How can ports and cruise line associations work together to serve the sector best? MedCruise president Stavros Hatzakos and secretary general Thanos Pallis outline the key challenges
As a cruise ports’ association, MedCruise welcomes the work of ports’ users to strengthen the association representing them. As with the restructuring of the Cruise Lines International Association (CLIA), the recent formation of the CLIA global ports committee is a step that we salute.
This move will facilitate interaction between cruise lines. It will also help our port members to better understand the views, requests and demands of their clients.
Fortunately, the port industry in the Mediterranean and its adjoining seas has its own structures of association already in place. MedCruise is the platform where ports hosting more than 80% of cruise passenger movements and cruise calls in the region can effectively discuss and reflect on what the committee representing the other side of the market might produce.
MedCruise wants to advance its collaboration with CLIA, which represents cruise lines around the world, and any relevant committee that cruise lines put in place.

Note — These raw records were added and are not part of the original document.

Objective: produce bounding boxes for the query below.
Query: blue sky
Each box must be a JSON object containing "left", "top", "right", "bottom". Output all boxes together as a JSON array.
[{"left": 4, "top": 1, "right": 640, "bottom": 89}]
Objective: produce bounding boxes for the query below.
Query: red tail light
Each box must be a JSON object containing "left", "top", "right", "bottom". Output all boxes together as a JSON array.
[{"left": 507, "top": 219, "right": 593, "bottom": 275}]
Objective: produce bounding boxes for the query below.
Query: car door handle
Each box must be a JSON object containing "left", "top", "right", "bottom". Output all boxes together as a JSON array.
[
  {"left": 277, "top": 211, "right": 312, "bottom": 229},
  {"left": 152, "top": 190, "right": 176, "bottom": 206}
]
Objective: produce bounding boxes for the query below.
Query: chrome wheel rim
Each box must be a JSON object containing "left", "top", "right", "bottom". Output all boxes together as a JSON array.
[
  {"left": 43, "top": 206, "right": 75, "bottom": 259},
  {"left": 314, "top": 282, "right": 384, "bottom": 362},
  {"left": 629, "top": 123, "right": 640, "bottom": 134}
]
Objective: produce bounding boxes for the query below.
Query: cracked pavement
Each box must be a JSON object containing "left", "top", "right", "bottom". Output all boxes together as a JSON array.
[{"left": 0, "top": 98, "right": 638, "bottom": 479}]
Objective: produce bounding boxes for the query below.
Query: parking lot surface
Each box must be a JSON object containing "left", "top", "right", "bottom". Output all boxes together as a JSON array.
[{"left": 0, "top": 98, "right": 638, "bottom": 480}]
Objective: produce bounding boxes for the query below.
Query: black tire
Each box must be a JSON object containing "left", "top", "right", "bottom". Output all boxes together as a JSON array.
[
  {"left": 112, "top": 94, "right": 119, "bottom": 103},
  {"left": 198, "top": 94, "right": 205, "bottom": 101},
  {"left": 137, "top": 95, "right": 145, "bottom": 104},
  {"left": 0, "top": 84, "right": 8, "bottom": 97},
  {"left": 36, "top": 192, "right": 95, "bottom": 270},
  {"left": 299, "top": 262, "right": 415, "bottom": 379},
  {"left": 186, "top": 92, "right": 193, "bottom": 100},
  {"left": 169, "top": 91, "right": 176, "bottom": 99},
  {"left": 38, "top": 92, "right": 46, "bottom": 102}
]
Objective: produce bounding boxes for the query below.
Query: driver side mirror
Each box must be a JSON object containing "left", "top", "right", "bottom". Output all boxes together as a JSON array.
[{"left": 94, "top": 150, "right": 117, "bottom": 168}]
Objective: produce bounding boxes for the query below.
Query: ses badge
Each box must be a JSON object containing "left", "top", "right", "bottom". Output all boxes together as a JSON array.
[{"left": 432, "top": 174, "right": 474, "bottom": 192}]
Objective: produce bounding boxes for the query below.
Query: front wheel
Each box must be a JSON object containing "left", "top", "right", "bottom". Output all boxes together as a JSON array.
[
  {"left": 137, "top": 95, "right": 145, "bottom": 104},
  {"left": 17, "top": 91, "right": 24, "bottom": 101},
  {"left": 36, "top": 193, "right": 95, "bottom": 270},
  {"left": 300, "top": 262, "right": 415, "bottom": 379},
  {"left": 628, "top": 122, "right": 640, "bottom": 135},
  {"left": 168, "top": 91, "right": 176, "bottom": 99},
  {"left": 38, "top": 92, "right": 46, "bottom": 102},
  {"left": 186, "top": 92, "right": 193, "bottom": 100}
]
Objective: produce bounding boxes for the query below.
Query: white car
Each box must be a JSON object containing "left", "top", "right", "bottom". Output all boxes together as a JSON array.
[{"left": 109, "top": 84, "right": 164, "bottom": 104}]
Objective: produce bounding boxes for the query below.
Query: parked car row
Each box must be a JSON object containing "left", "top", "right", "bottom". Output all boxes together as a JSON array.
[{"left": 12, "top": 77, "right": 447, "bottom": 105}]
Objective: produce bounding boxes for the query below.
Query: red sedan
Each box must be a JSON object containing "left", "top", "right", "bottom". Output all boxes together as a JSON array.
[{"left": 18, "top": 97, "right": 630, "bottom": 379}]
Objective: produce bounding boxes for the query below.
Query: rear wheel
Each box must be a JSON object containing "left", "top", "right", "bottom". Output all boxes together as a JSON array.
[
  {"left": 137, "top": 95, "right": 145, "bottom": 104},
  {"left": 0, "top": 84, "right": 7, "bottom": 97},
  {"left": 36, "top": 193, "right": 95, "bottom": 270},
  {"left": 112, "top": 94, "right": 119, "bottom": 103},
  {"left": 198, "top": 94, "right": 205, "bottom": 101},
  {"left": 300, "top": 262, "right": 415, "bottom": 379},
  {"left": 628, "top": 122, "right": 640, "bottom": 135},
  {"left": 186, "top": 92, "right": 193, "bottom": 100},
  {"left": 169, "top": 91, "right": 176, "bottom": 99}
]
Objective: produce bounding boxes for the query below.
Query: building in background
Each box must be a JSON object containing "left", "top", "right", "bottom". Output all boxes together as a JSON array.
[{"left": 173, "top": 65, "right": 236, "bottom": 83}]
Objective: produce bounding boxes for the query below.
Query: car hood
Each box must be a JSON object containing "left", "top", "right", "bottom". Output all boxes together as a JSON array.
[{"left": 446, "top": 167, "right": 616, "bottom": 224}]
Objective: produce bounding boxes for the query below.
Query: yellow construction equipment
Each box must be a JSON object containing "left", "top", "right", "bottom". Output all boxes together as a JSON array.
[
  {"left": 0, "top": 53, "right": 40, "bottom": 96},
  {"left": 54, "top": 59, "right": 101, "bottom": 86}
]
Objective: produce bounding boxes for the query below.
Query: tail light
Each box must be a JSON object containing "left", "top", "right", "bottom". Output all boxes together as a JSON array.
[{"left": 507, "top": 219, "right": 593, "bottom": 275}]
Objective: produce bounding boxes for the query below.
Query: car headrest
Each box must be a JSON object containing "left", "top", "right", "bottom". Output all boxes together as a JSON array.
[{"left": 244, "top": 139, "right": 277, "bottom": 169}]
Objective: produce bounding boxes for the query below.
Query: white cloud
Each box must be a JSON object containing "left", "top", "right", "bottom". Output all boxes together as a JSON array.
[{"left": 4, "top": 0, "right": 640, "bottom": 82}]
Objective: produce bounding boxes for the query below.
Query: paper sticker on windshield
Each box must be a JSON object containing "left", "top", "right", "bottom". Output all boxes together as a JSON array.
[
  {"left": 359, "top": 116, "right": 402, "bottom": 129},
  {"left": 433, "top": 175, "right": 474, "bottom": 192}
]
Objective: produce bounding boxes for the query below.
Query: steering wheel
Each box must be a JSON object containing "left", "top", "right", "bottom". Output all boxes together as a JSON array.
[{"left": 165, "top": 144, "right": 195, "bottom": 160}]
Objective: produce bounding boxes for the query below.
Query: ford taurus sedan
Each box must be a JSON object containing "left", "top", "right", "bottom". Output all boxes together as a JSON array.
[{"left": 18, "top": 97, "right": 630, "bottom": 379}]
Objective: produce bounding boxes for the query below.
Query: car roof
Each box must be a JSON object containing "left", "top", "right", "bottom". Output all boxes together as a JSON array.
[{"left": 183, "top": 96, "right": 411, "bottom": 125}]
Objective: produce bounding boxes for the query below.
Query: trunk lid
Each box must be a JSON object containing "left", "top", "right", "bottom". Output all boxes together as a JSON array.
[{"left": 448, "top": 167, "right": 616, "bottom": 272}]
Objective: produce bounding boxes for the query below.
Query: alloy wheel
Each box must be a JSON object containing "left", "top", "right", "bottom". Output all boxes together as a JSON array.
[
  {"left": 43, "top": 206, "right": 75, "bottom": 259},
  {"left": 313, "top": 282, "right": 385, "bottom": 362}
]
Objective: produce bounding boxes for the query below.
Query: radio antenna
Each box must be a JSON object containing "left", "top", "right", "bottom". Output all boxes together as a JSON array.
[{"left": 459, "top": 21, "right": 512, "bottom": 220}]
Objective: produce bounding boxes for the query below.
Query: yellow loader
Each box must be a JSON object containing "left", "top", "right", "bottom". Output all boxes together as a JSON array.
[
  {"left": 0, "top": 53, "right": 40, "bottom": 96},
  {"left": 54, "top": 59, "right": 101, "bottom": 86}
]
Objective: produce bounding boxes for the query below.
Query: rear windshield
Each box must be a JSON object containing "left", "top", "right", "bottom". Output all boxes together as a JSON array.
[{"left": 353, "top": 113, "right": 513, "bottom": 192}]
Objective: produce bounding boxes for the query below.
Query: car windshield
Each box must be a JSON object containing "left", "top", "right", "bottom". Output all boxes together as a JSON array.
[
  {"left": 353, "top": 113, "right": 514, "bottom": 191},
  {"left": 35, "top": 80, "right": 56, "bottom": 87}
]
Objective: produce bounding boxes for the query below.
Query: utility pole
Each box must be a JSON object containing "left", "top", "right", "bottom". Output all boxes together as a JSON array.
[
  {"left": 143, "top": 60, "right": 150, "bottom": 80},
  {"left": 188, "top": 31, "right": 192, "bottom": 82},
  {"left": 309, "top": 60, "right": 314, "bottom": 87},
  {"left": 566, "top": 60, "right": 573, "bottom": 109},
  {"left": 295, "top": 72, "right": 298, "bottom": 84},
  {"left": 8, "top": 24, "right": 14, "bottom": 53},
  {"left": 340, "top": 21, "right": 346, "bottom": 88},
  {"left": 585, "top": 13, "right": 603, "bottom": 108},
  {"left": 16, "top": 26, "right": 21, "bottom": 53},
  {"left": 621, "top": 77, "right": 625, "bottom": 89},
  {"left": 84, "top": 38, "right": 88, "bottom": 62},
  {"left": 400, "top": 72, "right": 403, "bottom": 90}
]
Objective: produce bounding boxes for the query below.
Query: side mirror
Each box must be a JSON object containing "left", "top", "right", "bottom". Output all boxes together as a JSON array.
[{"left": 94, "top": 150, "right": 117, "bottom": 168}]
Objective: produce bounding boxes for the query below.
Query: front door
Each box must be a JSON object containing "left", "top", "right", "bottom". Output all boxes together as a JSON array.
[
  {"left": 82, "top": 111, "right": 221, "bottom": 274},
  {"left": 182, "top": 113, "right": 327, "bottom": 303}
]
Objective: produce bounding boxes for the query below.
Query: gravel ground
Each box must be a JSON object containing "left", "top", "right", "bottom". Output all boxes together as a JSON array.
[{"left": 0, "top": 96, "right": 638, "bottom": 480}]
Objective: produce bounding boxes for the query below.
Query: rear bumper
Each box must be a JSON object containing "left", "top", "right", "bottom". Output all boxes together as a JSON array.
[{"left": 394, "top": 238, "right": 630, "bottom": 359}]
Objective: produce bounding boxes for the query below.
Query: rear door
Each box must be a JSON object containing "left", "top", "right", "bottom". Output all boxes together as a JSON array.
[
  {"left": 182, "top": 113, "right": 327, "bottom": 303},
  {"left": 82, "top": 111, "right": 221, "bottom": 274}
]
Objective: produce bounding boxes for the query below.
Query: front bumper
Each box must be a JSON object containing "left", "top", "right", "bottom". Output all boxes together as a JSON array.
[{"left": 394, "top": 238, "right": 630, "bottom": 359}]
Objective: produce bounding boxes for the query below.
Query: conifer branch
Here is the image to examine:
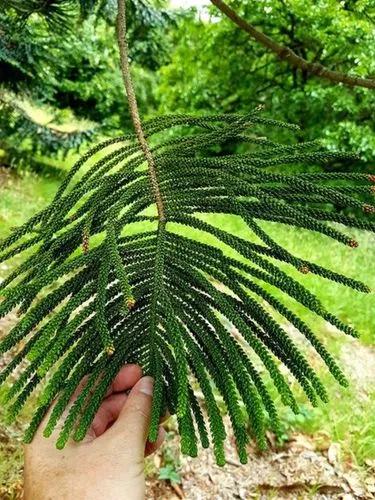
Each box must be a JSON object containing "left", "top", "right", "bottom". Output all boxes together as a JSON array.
[
  {"left": 210, "top": 0, "right": 375, "bottom": 89},
  {"left": 0, "top": 0, "right": 373, "bottom": 467}
]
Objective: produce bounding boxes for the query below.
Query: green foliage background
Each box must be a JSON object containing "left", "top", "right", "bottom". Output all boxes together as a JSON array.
[
  {"left": 1, "top": 0, "right": 374, "bottom": 164},
  {"left": 158, "top": 1, "right": 375, "bottom": 164}
]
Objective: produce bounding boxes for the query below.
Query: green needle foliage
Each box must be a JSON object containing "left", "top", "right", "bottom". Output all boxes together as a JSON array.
[
  {"left": 0, "top": 0, "right": 374, "bottom": 466},
  {"left": 1, "top": 108, "right": 374, "bottom": 464}
]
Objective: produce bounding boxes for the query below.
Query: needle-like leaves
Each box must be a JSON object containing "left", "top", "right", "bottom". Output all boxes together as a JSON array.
[{"left": 0, "top": 109, "right": 373, "bottom": 464}]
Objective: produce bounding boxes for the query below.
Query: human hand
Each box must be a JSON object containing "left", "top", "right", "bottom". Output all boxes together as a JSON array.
[{"left": 24, "top": 365, "right": 165, "bottom": 500}]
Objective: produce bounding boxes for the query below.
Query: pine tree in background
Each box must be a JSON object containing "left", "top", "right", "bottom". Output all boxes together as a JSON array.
[
  {"left": 0, "top": 0, "right": 374, "bottom": 465},
  {"left": 0, "top": 97, "right": 96, "bottom": 169},
  {"left": 0, "top": 0, "right": 172, "bottom": 168},
  {"left": 0, "top": 5, "right": 97, "bottom": 166}
]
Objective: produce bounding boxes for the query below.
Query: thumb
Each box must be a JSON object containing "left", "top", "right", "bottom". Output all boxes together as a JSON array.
[{"left": 107, "top": 376, "right": 154, "bottom": 459}]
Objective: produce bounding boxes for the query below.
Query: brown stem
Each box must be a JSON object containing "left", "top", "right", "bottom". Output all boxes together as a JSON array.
[
  {"left": 210, "top": 0, "right": 375, "bottom": 90},
  {"left": 116, "top": 0, "right": 166, "bottom": 221}
]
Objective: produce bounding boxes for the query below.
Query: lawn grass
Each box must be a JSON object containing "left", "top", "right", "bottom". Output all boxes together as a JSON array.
[
  {"left": 0, "top": 170, "right": 60, "bottom": 234},
  {"left": 0, "top": 165, "right": 374, "bottom": 477},
  {"left": 183, "top": 214, "right": 375, "bottom": 344}
]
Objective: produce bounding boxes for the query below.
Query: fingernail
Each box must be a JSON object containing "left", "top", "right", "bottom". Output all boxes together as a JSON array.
[{"left": 138, "top": 376, "right": 154, "bottom": 396}]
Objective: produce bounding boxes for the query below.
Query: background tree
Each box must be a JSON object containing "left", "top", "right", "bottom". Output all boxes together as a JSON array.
[
  {"left": 0, "top": 0, "right": 173, "bottom": 168},
  {"left": 158, "top": 0, "right": 375, "bottom": 167}
]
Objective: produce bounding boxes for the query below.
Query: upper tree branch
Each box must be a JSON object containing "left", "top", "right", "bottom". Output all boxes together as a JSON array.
[{"left": 210, "top": 0, "right": 375, "bottom": 90}]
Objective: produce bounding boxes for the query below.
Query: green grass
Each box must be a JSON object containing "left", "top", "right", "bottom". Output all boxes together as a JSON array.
[
  {"left": 186, "top": 214, "right": 375, "bottom": 345},
  {"left": 280, "top": 388, "right": 375, "bottom": 466},
  {"left": 0, "top": 166, "right": 374, "bottom": 474},
  {"left": 0, "top": 171, "right": 60, "bottom": 235}
]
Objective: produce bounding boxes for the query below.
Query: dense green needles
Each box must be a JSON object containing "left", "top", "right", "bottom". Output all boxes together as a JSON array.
[
  {"left": 0, "top": 107, "right": 373, "bottom": 464},
  {"left": 0, "top": 0, "right": 374, "bottom": 466}
]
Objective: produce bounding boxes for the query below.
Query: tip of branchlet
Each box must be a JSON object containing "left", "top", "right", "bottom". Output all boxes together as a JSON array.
[
  {"left": 126, "top": 297, "right": 136, "bottom": 310},
  {"left": 348, "top": 239, "right": 359, "bottom": 248},
  {"left": 363, "top": 204, "right": 375, "bottom": 213},
  {"left": 43, "top": 428, "right": 53, "bottom": 439},
  {"left": 56, "top": 439, "right": 66, "bottom": 450},
  {"left": 106, "top": 345, "right": 115, "bottom": 356},
  {"left": 370, "top": 186, "right": 375, "bottom": 194},
  {"left": 368, "top": 174, "right": 375, "bottom": 183},
  {"left": 255, "top": 104, "right": 265, "bottom": 112},
  {"left": 82, "top": 229, "right": 90, "bottom": 254},
  {"left": 299, "top": 265, "right": 310, "bottom": 274}
]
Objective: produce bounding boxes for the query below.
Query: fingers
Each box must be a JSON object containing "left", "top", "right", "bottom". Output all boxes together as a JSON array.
[
  {"left": 90, "top": 365, "right": 143, "bottom": 437},
  {"left": 35, "top": 365, "right": 142, "bottom": 441},
  {"left": 106, "top": 364, "right": 142, "bottom": 396},
  {"left": 72, "top": 364, "right": 142, "bottom": 406},
  {"left": 145, "top": 426, "right": 166, "bottom": 457},
  {"left": 105, "top": 376, "right": 154, "bottom": 459},
  {"left": 94, "top": 397, "right": 167, "bottom": 456},
  {"left": 91, "top": 392, "right": 128, "bottom": 437}
]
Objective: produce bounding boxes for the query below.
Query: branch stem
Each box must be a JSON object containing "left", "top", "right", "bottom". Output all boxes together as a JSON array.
[{"left": 117, "top": 0, "right": 166, "bottom": 221}]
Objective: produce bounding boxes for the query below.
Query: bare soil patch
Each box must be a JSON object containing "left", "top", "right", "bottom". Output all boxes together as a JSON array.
[{"left": 145, "top": 428, "right": 372, "bottom": 499}]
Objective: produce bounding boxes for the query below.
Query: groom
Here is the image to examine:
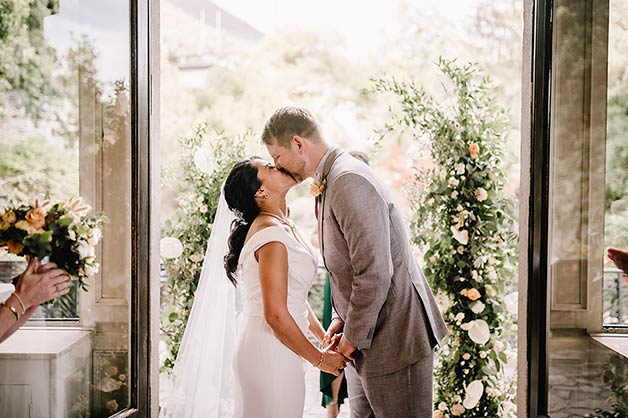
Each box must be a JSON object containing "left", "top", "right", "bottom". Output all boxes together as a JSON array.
[{"left": 262, "top": 106, "right": 448, "bottom": 418}]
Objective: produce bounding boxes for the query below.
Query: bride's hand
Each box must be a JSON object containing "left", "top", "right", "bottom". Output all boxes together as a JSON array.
[{"left": 316, "top": 348, "right": 347, "bottom": 376}]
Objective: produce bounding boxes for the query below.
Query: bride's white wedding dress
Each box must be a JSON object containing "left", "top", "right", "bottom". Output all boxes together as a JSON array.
[
  {"left": 159, "top": 190, "right": 319, "bottom": 418},
  {"left": 235, "top": 224, "right": 318, "bottom": 418}
]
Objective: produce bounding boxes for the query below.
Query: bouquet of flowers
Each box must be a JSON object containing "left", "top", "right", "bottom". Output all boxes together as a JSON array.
[{"left": 0, "top": 197, "right": 107, "bottom": 291}]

Indeed, it already encourages collaboration of our members with cruise line executives in an effective way that includes their presence in our general assemblies and several other events. At the recent MedCruise general assembly, held in Castellon in May, 120 participants welcomed 10 executives, including Robert Ashdown, secretary general of CLIA Europe, and Adam Sharp (RCL), the chairman of the Ports & Infrastructure Committee for CLIA Europe, providing unique opportunities for interaction.
The positive outcome of the intervention made by the joint CLIA Europe/MedCruise statement in October 2013, and the move of the European Commission to simplify visa codes for third-country visitors to the Schengen passport-free area, is also indicative of good relations between the two organisations.
Thus, we have already started discussions with CLIA in order to detail the desired nature of the relationship between the two organisations.
It is necessary to sound a note of caution, however: the cruise sector can benefit from the emerging structures of the respective associations only once certain conditions are fulfilled.
First, a burden might arise due to the willingness of few to see the establishment of a rare pattern that is the blurring of membership (i.e. ports joining the association that represents cruise lines or vice versa). Associations like CLIA and MedCruise will be productive only if they respect the fundamentals of the market. In each sector there are always the interests of those demanding services and the interests of those supplying services. Each side of the market needs to advocate its interests through its respective associations, and should continue to do so.
Clearly, ports need their distinctive associations, insofar as they are effective, in the same way that cruise lines should have their own.
This is particularly true in the case of the Mediterranean and its adjoining seas. Collaboration is more effective when ports proceed in engagement collectively. MedCruise is a unique ports’ association that includes 71 members, representing more than 100 ports and more than 28 million cruise passenger movements in 20 countries, while several cruise-related companies and agents have joined its associate members’ programme.
For any port to back the association of its users – or for any cruise line to back the association representing the ports of the region – just boosts the accounts of the respective associations.
The other condition is to avoid duplication of associations’ formats, currently produced by establishing, beyond a global and a regional branch, additional national branches. These too-costly formats for their membership are unnecessary, while they confuse all those involved in cruise. There is, for instance, no way that a port manager will be involved in all levels of CLIA-related organisations (i.e. global, regional, national). It is improbable that she or he will attend all associated events. And there is most probably a danger of not being able to understand who is speaking with an authoritative voice.
At the same time this duplication results in lack of membership, and national-level associations seeking membership in too many unorthodox ways.
Once these conditions are understood and respected by all stakeholders, the observed tension produced by the lack of clear rules regarding interests and advocacy will ease, and the respective associations will go from good to better for the benefit of the entire cruise sector, rather than for one industry alone.